BRUNSWICK — Construction of the Cook’s Corner connector road is progressing and drivers should be able to start using the bypass sometime in mid-September, said Steve Levesque, executive director of the Midcoast Regional Redevelopment Authority.

The majority of work will be completed by Aug. 15, Town Manager John Eldridge said Tuesday, with smaller tasks like striping and some landscaping to be done afterward.

Construction on the 1,500-foot road linking Admiral Fitch Avenue with Gurnet Road (Route 24) began in late November and has been “going well,” Levesque said.  The new road will create another access point to Brunswick Landing, hopefully alleviating some of the traffic congestion in Cook’s Corner in the process.

The road will have three 11-foot wide travel lanes, a 5-foot wide bicycle lane on both sides of the road, and a 6-foot wide sidewalk with a 6-foot esplanade on either side. Street lighting is included and the road will bring utilities to some adjacent properties. There have not been any major setbacks and construction has stayed within the budget, Eldridge said.

As redevelopment efforts continue at the former Navy base, outpacing original estimates, and the number of businesses increases, so does the traffic around the Landing. Last month, the redevelopment authority reported that over 1,900 jobs had been created, with Wayfair, Pathways, SaviLinx and Molnlycke Health Care combining to employ 848 full- and part-time workers. The road has been part of the redevelopment authority’s reuse master plan from the beginning, Levesque said, and will serve as another access point to Brunswick Landing, opening access to some parcels of land that were previously landlocked and allowing for further development.

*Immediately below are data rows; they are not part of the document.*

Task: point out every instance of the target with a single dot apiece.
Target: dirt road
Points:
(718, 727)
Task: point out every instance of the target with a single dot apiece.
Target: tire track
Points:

This is the primary goal of the road, Eldridge said, and there is currently only one entrance to the Landing, which Levesque has estimated will have 2,000 employees by 2020.


Town officials have been meeting with Levesque and other stakeholders in the Cooks Corner area to help coordinate development and mitigate some of the other traffic problems in the area, Eldridge said. Though the connector road is not one of the primary solutions, officials hope that some people heading toward East Brunswick, Harpswell and Route 1 will use the new entrance/exit point.

The road has not yet been named, and Eldridge said the town has received many suggestions and is currently sorting through them to find one that is both fitting and not confusing with the names of existing roads.

Bidding for the contract came in at $2.2 million, lower than the estimated $2.5 million project cost. With a $200,000 contribution from the Midcoast Regional Redevelopment Authority and about $815,850 from the Maine Department of Transportation via a Business Partnership Initiative grant, the town is footing about $1.2 million of the cost.